First, and not surprisingly, the numbers are skewed towards girls. Data provided by the City Crime Records Bureau for the past three years (2010-2012) show that each year the number of missing girls in the 15-18 age group exceeds boys by over 100. In 2012, for instance, 522 girls in this age group went missing, as against 416 boys.

This is not the case in the young age group (0-14) where the number of boys missing outnumbers the girls by two or even three times. In fact, a closer breakup reveals that most of the missing girls in this category are concentrated in the 11-14 age group, a trend that is as revealing as it is disturbing. Experts, and those on the field, say that these numbers confirm that a large majority of missing girls are being trafficked into sex work, and a smaller section into domestic work.

Neighbouring districts

Second, the State-wide numbers reveal another climbing statistics. Over the years, numbers of missing girls (again in the 14-18 age group) in districts surrounding and near Bangalore is on the rise.

Among the top districts on this list are Tumkur (113), Kolar (78), Hassan (92), Mandya (112) and Chickballapur (62). Compared to a few years ago, say 2009 and 2010, these numbers have increased by as much as 20 per cent.

This trend was taken note of at a recent seminar on gender and the police force organised by the State police. An encouraging statistics is the fact that the number of missing children traced is comparable to the missing numbers. However, a senior police official pointed out that the figures are not related, given that many missing children travel out of the city, and are often found in other States.

Underreporting

Speaking to The Hindu , Nina Nayak, member of the National Commission for Protection of Child Rights (NCPCR), said that there is a huge element of underreporting in such cases, particularly when it comes to girls. “Earlier, the problems would start with reluctance of the police to file an FIR. While such problems have been solved to an extent today, with increasing consciousness, the ground reality is that a lot of trafficking of girl children is often with families being in the know,” she said.

Getting around this problem is a big challenge and requires fresh thinking, she said.

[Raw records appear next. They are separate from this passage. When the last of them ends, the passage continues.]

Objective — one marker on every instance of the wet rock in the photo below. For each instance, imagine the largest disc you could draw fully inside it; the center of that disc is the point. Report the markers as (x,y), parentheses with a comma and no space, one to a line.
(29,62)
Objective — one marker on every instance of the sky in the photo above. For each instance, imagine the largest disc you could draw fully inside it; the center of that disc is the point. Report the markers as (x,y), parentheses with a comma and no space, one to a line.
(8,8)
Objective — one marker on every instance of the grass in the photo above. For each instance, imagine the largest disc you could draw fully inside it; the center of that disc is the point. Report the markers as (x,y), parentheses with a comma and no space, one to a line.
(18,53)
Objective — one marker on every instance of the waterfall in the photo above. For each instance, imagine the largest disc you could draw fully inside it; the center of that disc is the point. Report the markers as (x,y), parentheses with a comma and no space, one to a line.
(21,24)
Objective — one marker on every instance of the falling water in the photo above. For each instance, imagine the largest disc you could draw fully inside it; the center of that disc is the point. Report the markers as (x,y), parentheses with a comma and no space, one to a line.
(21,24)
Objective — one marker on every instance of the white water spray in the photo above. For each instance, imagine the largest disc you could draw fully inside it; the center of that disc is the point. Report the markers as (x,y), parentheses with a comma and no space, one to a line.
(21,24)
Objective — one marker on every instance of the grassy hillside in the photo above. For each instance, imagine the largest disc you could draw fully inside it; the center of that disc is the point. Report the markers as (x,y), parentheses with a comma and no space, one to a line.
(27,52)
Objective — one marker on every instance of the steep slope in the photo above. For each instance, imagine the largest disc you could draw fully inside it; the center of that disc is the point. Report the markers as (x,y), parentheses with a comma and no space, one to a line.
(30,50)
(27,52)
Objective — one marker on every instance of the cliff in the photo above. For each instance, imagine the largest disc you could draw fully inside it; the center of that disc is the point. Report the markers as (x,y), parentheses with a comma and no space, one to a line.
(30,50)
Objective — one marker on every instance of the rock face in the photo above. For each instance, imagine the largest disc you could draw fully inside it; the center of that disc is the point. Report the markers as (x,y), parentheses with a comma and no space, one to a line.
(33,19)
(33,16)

For instance, she suggests a more vigilant approach to child protection, one that could involve local bodies, and primarily schools. “Schools should become the centre of intervention. First, all children must be in school, and once that happens, schools should actively keep tabs on girl children. For instance, if a student in middle school goes missing, and it is not reported, she could have been married off or sold. Only the school can keep tabs on this kind of thing,” she added.